Eventually he boards his bus, which takes him underneath Wendover Avenue, into Fisher Park and the Aycock Historical District beyond, where the sidewalks have been in place since before there were cars.

Postscript

I took my leave of Kesler and booked across the four lanes to the east side of the road, where a sidewalk picked up heading east towards Summit Avenue. As I approached the eastern police substation I saw a passing taxicab and suppressed an instinct to flag it down.

We don’t take cabs like that here.

I boarded a No. 15 bus outside the social services building; it eased back onto Yanceyville and moved north, reversing my morning journey.
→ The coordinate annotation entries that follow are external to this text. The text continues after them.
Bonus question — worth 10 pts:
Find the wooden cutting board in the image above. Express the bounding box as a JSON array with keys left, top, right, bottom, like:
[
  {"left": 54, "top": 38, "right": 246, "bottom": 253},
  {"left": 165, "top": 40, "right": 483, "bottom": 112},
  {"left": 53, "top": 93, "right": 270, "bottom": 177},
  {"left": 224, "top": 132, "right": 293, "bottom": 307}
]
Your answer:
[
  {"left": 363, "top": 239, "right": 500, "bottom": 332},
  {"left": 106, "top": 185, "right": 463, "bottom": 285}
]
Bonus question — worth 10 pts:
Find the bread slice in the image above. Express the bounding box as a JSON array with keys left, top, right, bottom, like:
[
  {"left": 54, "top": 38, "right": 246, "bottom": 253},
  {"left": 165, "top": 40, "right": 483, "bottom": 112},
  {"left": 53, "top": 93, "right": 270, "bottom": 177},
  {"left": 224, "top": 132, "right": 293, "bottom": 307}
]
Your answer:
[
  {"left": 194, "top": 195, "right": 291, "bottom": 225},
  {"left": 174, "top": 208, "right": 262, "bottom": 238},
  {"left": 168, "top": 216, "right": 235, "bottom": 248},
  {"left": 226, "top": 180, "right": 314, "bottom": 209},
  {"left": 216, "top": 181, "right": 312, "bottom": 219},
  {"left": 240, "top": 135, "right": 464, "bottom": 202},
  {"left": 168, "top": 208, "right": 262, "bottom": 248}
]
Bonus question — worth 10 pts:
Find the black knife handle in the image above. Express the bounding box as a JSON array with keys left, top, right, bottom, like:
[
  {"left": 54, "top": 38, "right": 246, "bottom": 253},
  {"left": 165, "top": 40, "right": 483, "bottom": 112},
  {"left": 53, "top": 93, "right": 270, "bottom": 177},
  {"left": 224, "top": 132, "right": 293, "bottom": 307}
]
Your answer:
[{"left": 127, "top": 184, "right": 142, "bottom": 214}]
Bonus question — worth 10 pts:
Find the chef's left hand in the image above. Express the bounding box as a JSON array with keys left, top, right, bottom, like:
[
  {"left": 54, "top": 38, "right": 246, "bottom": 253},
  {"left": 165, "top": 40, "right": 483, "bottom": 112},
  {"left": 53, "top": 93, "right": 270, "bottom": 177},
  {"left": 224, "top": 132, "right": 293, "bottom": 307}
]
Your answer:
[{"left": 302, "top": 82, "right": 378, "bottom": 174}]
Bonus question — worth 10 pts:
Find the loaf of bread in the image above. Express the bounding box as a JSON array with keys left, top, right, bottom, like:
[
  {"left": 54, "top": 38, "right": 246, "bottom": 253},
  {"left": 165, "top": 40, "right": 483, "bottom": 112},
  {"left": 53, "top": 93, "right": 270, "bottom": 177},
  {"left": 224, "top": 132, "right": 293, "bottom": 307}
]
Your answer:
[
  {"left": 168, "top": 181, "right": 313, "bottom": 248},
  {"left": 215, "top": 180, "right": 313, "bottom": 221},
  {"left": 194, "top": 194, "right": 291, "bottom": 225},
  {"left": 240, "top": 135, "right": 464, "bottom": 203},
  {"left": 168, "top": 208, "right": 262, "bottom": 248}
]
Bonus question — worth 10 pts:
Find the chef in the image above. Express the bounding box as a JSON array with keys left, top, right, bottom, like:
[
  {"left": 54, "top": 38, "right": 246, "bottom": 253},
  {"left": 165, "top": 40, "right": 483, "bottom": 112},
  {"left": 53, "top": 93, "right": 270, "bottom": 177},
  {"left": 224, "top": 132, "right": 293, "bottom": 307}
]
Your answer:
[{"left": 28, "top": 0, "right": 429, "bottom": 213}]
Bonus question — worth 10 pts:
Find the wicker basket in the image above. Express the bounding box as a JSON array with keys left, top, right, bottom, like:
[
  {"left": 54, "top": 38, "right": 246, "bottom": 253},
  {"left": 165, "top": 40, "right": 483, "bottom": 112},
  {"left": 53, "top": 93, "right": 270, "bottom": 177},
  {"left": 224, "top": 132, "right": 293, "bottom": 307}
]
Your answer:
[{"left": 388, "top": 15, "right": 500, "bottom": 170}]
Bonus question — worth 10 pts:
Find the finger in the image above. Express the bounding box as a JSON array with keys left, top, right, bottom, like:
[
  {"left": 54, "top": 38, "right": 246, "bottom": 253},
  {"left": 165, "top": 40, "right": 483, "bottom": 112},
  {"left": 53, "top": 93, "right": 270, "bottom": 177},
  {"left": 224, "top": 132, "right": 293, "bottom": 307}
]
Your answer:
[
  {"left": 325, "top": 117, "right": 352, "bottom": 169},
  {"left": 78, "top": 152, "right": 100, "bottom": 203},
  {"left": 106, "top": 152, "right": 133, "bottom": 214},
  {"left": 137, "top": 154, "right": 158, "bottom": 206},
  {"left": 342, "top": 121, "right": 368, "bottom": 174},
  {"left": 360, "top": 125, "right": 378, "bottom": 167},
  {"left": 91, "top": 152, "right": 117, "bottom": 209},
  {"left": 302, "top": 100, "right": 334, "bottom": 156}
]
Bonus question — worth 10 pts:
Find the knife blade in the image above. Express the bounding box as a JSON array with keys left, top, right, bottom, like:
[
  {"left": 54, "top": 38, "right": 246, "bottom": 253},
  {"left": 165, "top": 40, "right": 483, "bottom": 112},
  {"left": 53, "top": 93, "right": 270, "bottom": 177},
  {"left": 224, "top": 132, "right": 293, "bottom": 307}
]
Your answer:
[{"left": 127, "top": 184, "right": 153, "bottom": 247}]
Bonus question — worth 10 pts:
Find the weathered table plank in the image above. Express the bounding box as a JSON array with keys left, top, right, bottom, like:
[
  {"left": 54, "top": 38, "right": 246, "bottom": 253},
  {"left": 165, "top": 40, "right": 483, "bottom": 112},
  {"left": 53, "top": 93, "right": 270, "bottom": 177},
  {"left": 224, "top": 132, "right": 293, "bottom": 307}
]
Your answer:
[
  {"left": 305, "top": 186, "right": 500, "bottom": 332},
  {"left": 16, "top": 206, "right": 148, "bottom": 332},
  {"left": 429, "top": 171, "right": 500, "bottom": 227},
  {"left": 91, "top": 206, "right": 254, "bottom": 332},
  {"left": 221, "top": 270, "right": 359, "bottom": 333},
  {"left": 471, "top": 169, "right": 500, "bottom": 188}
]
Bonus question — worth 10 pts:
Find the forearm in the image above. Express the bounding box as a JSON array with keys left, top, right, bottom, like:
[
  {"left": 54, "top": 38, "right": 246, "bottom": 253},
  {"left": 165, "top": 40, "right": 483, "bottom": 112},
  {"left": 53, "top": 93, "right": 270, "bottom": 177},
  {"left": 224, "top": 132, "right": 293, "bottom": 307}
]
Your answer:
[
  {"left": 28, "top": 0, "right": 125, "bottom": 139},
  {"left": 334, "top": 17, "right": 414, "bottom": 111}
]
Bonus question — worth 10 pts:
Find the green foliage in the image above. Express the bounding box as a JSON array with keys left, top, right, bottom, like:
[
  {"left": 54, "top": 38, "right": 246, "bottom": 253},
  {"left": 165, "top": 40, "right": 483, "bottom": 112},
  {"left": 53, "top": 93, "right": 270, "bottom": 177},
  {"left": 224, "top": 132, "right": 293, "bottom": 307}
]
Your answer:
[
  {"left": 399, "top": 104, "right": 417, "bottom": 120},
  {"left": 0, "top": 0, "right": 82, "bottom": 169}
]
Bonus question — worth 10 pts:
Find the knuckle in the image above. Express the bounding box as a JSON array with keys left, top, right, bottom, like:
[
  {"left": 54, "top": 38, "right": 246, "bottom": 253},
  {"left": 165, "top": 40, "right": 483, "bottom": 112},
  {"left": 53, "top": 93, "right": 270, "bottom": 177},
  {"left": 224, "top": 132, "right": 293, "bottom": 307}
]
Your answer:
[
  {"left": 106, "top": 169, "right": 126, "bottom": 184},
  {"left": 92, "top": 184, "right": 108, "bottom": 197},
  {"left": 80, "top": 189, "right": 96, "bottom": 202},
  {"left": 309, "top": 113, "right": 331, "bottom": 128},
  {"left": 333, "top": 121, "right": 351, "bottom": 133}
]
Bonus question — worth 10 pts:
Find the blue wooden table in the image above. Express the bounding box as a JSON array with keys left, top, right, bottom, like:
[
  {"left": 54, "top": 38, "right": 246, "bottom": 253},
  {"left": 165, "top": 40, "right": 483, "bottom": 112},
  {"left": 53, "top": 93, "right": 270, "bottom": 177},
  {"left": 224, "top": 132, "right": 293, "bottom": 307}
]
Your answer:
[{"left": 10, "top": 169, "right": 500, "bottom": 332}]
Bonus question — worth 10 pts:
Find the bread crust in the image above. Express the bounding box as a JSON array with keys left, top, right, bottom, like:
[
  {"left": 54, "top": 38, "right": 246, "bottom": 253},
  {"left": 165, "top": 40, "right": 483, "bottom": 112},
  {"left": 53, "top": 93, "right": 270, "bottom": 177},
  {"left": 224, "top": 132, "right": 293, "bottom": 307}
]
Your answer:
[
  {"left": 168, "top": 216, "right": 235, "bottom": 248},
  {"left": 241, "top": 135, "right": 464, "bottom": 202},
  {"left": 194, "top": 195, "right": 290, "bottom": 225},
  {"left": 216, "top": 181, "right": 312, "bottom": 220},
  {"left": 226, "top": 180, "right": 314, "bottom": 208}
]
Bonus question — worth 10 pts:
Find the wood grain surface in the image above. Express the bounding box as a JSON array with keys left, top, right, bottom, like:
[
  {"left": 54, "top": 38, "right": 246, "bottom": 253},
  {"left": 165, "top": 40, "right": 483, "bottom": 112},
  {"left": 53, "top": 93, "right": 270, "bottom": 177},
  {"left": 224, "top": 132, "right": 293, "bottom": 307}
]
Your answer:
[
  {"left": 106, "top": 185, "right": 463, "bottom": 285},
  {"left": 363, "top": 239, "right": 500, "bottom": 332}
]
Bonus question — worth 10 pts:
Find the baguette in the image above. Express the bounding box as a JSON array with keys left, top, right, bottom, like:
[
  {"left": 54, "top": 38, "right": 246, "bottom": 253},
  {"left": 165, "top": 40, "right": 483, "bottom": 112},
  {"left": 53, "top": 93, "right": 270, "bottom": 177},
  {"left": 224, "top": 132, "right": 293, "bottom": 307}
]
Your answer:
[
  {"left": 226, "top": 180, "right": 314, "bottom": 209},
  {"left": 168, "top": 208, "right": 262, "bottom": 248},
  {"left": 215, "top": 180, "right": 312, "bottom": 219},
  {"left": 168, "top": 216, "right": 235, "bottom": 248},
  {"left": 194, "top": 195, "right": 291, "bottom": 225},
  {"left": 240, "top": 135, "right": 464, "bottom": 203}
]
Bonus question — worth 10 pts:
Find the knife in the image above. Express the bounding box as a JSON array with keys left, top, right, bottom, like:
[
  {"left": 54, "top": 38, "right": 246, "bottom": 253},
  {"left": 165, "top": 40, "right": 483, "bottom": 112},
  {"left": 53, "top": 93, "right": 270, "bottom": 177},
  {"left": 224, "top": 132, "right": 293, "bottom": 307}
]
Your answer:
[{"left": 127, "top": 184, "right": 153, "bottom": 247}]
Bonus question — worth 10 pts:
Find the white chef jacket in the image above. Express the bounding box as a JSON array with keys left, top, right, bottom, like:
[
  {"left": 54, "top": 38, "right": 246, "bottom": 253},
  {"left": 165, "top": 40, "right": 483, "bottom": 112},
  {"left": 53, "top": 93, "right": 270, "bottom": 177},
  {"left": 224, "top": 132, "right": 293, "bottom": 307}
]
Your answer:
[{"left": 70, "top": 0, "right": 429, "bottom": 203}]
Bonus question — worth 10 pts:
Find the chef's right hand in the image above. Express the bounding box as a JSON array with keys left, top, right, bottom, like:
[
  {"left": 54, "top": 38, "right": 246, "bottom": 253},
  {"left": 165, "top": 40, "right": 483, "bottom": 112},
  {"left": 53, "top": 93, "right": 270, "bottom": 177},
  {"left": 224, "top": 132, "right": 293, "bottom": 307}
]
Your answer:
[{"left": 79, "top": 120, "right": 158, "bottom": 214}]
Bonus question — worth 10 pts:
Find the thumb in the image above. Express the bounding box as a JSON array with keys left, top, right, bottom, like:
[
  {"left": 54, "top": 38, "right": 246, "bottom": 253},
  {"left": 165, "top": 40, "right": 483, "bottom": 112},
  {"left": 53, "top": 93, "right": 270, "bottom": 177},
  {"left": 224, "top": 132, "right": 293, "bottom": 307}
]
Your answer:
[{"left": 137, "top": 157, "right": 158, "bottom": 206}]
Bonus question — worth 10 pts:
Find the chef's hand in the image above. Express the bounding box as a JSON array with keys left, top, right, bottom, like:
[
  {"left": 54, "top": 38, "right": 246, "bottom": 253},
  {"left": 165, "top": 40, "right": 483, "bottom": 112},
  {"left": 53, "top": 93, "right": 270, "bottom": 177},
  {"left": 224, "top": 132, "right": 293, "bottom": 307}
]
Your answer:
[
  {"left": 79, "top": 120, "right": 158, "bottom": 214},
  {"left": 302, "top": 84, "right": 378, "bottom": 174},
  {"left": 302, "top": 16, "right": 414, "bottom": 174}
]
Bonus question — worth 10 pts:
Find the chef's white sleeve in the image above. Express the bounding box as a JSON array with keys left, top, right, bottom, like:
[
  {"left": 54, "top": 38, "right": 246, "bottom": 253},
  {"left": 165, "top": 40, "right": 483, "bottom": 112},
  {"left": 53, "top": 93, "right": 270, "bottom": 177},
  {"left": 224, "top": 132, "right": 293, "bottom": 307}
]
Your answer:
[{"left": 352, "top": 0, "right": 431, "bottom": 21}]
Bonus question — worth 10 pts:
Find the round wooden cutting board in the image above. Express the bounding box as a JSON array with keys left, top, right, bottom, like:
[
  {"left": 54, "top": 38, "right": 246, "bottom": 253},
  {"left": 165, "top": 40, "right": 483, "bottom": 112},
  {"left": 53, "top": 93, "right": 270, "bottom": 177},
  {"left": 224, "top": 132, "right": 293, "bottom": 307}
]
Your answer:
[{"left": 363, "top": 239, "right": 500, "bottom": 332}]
It was afternoon now, and I was thinking about some lunch when I pulled my cord for the stop at Rankin Road, about a half mile from my house.

As I approached the back door, a man on the bus that I had never seen before stopped me before I got off.

“Hey,” he said. “You gonna get us some sidewalks?”

I tried not to act surprised.

“That’s the plan,” I said, slapping my notebook against my thigh.

Word travels fast on the street, I suppose.